A: In physics and engineering, the equation of a circle is used to represent the path of an object in motion. This is essential in understanding the motion of objects and how to design systems that can handle circular motion.

Q: How do I use the equation of a circle in computer science?

A: In computer science, the equation of a circle is used in computer graphics and game development to represent circles and other shapes.
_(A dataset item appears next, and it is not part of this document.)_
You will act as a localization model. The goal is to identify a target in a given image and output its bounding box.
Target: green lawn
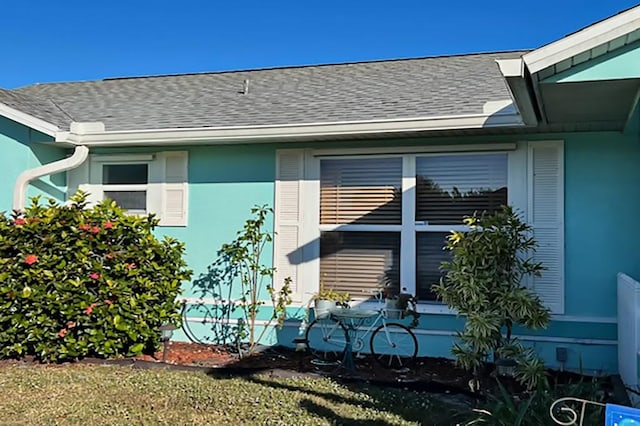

This is essential in creating realistic and engaging graphics and games.

Q: What are some tips for memorizing the equation of a circle?

A: Some tips for memorizing the equation of a circle include:

  • Writing it down multiple times
  • Creating flashcards
  • Practicing problems that involve the equation of a circle

Q: What are some resources for learning more about the equation of a circle?

A: Some resources for learning more about the equation of a circle include:

  • Online tutorials and videos
  • Textbooks and workbooks
  • Online communities and forums

Conclusion

In conclusion, the equation of a circle is a fundamental concept in mathematics, and it is used to represent circles on a coordinate plane. By understanding the equation of a circle and how to select the correct answer, you can apply it to a variety of real-world applications. Remember to avoid common mistakes and use the equation of a circle in geometry, trigonometry, physics, engineering, and computer science.